Polish legal pharmaceutical market regulations since 1918

  • Małgorzata Maria Kubacka

DOI
https://doi.org/10.32383/farmpol/128608
Journal volume & issue
Vol. 76, no. 9
pp. 509 – 518

Abstract

Read online

The currently applicable legal institutions sanctioning the protection of public health in the field of pharmacy are not new - many of them have been established in Poland over the last 100 years ago. Their development was particularly visible in the interwar period, when the foundations for legal solutions applied after World War II were laid. Many legal institutions are still in use today, such as the marketing authorization, the authorization to establish a pharmacy, and quality control of the drugs on the market and many others. It can be observed evolution of legal definitions like: medicinal product, patient, marketing authorization holder. A few definition disappeared – like decayed or counterfeit medicinal product. On the base of general regulations of pharmaceutical market after years new legal acts were created like act on counteracting drug addiction or act on medical devices. There have been major changes to the criminal law.

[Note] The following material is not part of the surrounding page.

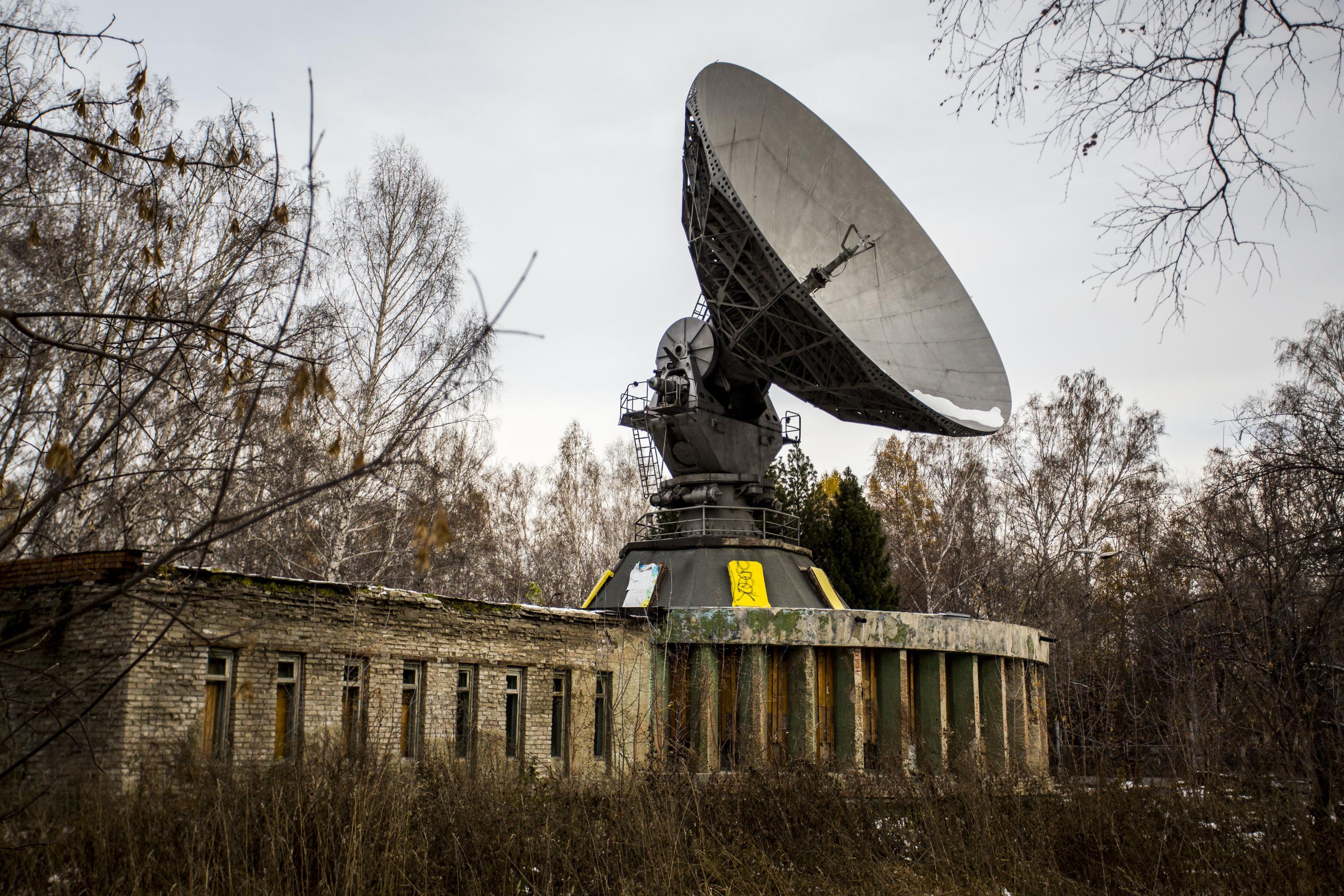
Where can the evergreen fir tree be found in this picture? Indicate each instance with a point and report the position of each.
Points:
(799, 489)
(854, 551)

Initially, Initially, a violation of the legal provisions regarded to the production, trading or running of pharmacies and others referred to the currently applicable penal codes - until 1932 these were three post-partition codes - Russian, German and Austrian penal law. From 1932 it was adopted the Polish Penal Code, known as “Makarewicz Code”. It was not until 1951 that criminal provisions appeared in the Act of pharmacies, and since then non-code criminal law was created in the field of pharmacy. Some solutions have appeared quite recently – it can be included the requirement to conduct clinical trials before applying for marketing authorization of a medicinal product to the market or the institution of target import to save the patient's life and health. Pharmaceutical supervision in the form of the Pharmaceutical Inspection is also a result of the entry into force of the Act of 1991. Our modern pharmaceutical law is not only the result of the implementation of EU directives, but also our own Polish experience in the field of regulation of the broadly understood protection of public health, and more precisely - pharmaceutical safety.